Blizzard! The Storm That Changed America
- Author: Jim Murphy
- Cover artist: Leonid Gore
- Language: English
- Subject: Children's non-fiction, US history,
- Published: 2000 (Scholastic)
- Publication place: USA
- Media type: Print (hardback)
- Pages: 136
- ISBN: 9780590673099
- OCLC: 41108574

= Blizzard! The Storm That Changed America =

Book by Jim Murphy

Blizzard! The Storm That Changed America is a 2000 Children's history book by Jim Murphy. It is about the Blizzard of 1888 that hit the north-east of North America, and concentrates on New York City.

==Reception==
Booklist called Blizzard "an example of stellar nonfiction." and the School Library Journal wrote "The narrative is a readable and seamless blend of history and adventure adapted from extensive first-person accounts and primary news sources. .. The text is exciting without being melodramatic .. Authentic photographs, drawings, and maps that demonstrate the course of the storm, all done in the same sepia tone as the text, perfectly illustrate the book. Overall, a superb piece of writing and history." In a star review Kirkus Reviews wrote "Murphy’s ability to pull in details that lend context allows him to tell this story of a place in time through the lens of a single, dramatic episode that will engage readers. This is skillfully done: humorous, jaw-dropping, thought-provoking, and chilling." In a review of an audio version of the book Publishers Weekly wrote "Murphy's well-rounded information about the various circumstances that worsened the effects of the storm make the tale both more fascinating and more tragic. Mali's (Taylor Mali, the reader) steady delivery is very well suited to the material; it allows listeners time to absorb this gripping history lesson."

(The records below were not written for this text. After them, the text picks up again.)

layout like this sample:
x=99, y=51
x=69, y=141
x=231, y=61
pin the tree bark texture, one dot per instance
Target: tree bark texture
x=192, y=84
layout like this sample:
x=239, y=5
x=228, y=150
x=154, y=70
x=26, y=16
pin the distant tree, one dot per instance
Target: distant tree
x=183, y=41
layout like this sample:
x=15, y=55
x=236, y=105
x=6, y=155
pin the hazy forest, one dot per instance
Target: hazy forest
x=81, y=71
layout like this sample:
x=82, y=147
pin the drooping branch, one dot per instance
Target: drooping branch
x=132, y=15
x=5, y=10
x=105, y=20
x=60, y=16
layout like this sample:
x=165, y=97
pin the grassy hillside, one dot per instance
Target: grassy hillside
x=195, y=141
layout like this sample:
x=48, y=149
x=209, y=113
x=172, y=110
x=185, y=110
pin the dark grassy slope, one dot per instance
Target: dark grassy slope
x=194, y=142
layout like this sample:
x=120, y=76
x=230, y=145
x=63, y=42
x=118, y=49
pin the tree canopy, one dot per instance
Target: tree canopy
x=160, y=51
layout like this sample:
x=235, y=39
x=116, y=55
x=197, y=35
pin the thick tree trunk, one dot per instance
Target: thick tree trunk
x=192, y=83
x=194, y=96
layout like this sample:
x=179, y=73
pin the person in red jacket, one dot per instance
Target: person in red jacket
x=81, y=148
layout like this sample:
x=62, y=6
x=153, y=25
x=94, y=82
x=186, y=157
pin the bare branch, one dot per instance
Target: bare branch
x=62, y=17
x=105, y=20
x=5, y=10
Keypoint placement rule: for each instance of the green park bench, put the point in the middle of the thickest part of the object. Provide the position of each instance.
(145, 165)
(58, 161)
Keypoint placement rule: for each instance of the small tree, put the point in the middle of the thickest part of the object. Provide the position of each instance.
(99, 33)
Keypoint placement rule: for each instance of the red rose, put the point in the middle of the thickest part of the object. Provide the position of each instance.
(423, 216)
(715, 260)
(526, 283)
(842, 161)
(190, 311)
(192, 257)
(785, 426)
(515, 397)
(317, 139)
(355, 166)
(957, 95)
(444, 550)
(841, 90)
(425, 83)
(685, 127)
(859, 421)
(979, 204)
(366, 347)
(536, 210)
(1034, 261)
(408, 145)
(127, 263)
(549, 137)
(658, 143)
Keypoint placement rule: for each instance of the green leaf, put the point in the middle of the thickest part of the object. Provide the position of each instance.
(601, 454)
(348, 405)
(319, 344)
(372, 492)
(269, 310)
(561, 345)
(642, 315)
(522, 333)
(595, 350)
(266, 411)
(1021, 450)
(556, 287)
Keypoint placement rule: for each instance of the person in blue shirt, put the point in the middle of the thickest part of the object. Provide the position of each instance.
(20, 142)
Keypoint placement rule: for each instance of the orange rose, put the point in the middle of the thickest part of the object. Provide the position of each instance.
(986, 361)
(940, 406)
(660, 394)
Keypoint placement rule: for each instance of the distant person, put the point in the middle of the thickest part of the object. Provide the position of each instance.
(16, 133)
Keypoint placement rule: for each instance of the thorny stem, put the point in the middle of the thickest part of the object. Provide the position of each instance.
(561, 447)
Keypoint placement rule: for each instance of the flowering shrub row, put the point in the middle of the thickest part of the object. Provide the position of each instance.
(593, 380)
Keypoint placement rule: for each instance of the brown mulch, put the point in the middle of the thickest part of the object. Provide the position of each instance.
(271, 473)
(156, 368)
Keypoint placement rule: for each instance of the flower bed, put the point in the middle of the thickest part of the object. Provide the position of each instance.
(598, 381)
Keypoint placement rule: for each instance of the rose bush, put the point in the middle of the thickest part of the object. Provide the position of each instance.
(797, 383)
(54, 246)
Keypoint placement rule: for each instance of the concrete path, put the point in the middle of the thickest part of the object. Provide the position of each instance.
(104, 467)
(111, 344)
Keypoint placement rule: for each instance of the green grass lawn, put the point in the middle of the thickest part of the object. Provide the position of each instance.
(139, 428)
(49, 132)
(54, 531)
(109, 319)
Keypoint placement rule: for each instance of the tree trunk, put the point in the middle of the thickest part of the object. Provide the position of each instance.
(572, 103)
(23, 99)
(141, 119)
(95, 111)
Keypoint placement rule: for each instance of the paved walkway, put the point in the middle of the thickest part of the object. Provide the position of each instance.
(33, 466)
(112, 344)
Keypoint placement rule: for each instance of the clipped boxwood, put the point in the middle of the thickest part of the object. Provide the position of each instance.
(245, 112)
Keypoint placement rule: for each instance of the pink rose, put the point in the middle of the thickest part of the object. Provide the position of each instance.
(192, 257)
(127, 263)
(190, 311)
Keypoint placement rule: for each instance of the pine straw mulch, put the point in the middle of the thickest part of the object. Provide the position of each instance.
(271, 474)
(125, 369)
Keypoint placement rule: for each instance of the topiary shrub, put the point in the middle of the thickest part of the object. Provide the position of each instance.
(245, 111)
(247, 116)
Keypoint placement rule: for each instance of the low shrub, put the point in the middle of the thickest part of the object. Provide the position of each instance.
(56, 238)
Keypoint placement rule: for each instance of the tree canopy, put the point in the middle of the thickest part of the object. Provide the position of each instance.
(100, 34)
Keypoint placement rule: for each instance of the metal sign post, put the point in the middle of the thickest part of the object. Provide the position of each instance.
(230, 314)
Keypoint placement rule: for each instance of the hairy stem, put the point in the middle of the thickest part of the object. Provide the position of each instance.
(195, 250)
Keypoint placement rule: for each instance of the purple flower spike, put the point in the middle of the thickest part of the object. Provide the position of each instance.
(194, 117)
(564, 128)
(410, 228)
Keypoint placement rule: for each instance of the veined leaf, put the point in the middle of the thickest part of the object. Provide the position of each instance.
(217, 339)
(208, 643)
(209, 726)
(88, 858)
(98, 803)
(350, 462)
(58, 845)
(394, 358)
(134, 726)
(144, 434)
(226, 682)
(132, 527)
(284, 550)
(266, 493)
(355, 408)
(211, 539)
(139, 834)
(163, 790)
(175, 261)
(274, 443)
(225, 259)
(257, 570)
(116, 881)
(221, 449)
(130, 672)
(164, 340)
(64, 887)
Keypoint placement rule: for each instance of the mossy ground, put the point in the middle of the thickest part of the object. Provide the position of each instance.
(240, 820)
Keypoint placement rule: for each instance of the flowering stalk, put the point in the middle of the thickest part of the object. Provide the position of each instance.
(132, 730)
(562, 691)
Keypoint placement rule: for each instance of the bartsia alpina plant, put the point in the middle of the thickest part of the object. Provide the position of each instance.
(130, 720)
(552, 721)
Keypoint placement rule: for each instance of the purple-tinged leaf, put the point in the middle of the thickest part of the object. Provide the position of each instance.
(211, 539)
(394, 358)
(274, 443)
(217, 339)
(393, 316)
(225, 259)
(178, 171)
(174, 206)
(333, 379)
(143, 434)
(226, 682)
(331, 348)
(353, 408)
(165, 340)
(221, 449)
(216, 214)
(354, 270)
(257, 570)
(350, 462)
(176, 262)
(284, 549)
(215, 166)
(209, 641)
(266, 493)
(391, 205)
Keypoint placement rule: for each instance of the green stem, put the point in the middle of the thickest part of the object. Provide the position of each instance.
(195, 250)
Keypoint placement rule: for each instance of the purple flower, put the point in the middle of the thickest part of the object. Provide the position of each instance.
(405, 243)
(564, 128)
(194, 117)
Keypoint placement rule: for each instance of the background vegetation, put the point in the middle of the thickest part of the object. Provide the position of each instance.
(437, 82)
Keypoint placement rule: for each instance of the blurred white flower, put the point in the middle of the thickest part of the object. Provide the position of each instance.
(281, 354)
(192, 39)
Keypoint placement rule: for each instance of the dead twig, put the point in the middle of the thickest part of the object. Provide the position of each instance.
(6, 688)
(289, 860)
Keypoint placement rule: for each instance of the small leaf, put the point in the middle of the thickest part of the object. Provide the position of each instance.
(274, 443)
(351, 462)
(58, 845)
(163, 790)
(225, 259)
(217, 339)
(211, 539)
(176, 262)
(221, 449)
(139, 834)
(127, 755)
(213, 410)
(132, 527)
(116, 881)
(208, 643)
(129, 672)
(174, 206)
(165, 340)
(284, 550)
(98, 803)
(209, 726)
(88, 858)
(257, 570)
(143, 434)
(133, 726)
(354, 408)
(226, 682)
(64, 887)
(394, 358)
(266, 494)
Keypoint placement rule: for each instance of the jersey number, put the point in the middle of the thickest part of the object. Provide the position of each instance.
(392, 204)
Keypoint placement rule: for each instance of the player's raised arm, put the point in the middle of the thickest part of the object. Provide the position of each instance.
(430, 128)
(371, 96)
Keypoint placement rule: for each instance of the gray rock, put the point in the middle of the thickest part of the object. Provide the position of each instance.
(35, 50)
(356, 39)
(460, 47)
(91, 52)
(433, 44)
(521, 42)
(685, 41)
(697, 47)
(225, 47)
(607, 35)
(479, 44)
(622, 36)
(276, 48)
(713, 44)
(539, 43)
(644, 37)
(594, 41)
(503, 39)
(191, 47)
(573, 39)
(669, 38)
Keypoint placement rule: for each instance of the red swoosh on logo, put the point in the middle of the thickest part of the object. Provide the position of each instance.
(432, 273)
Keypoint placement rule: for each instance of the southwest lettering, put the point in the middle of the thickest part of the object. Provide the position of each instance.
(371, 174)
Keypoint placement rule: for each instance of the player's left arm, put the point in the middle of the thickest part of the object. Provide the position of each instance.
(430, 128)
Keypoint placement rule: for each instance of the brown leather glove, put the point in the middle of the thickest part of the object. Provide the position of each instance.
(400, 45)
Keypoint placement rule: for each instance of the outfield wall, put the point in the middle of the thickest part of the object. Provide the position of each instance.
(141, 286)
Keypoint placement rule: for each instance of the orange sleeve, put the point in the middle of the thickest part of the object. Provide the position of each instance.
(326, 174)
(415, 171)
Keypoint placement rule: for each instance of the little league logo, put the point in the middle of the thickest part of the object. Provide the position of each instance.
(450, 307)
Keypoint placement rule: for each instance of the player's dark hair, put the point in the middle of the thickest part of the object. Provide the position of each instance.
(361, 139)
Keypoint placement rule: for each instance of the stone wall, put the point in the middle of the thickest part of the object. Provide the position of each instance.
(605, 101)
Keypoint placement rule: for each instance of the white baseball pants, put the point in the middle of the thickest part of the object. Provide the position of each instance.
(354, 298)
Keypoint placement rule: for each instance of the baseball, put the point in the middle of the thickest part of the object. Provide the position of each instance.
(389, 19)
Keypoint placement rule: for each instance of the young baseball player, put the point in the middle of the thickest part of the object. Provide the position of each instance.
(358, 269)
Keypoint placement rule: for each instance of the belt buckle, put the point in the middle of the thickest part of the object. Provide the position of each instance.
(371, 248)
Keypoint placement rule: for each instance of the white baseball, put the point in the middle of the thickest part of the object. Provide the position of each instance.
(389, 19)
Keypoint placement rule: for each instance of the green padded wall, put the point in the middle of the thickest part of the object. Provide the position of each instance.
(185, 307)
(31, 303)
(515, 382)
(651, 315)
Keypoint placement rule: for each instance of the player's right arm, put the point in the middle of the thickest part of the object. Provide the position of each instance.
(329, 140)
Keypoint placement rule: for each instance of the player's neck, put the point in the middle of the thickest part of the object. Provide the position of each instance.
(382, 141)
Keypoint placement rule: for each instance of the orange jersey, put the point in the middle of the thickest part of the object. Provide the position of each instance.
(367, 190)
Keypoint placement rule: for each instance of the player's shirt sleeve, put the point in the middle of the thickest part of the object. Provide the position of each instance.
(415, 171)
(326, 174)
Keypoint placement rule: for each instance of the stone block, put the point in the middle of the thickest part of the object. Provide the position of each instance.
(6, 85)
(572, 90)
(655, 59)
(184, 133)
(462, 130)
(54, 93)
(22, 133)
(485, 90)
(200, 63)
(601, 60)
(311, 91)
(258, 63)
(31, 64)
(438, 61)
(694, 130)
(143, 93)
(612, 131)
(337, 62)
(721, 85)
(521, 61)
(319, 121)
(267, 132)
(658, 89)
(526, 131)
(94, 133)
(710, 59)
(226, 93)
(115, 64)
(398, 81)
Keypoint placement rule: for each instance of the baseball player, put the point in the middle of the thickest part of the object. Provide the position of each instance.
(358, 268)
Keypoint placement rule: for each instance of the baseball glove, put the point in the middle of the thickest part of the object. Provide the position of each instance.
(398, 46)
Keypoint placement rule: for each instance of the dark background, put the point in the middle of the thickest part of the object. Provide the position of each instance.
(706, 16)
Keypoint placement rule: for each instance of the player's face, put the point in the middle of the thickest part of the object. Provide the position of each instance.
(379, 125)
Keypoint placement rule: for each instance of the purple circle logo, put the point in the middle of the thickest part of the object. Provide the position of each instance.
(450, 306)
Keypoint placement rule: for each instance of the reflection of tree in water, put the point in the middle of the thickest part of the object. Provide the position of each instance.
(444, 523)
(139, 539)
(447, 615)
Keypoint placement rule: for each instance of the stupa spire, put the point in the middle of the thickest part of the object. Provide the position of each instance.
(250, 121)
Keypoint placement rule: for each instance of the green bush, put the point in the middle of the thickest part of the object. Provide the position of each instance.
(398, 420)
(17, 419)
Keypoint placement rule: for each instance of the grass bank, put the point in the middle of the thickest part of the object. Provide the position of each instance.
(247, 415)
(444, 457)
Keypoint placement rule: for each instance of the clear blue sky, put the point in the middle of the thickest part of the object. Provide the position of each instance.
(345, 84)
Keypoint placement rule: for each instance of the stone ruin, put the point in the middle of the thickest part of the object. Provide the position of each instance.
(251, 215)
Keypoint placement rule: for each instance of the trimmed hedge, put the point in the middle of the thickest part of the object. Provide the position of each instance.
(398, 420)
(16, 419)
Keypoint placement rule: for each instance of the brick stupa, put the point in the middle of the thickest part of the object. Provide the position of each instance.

The Horn Book Magazine stated "Murphy treats his subject with respect as he curbs the inherent sensationalism of the topic through an informal, journalistic style. To build urgency in the narrative, he creates cogent transitions from one event to another and from personal events to broader historical segments. Even with all of these connections, individual chapters stand alone, providing access for browsers and those searching for nonfiction read-alouds. Sepia-colored illustrations (archival photographs and original art from the period) reinforce the historical setting .." and Voice of Youth Advocates wrote "this first annual Sibert Award honor book will appeal to both teens and adults interested in weather extremes and history."

In a review for The New York Times, Mary Russell wrote "Murphy's gift for dealing with disasters .. is that he manages to make them, simultaneously, both larger than we'd thought and smaller, more human than we'd imagined."

==Awards and nominations==
2001 Jefferson Cup Award - winner
2001 Notable Social Studies Trade Book for Young People
2001 Robert F. Sibert Medal - honor
2010 Margaret Edwards Award - one of five titles contributing to Murphy receiving the award.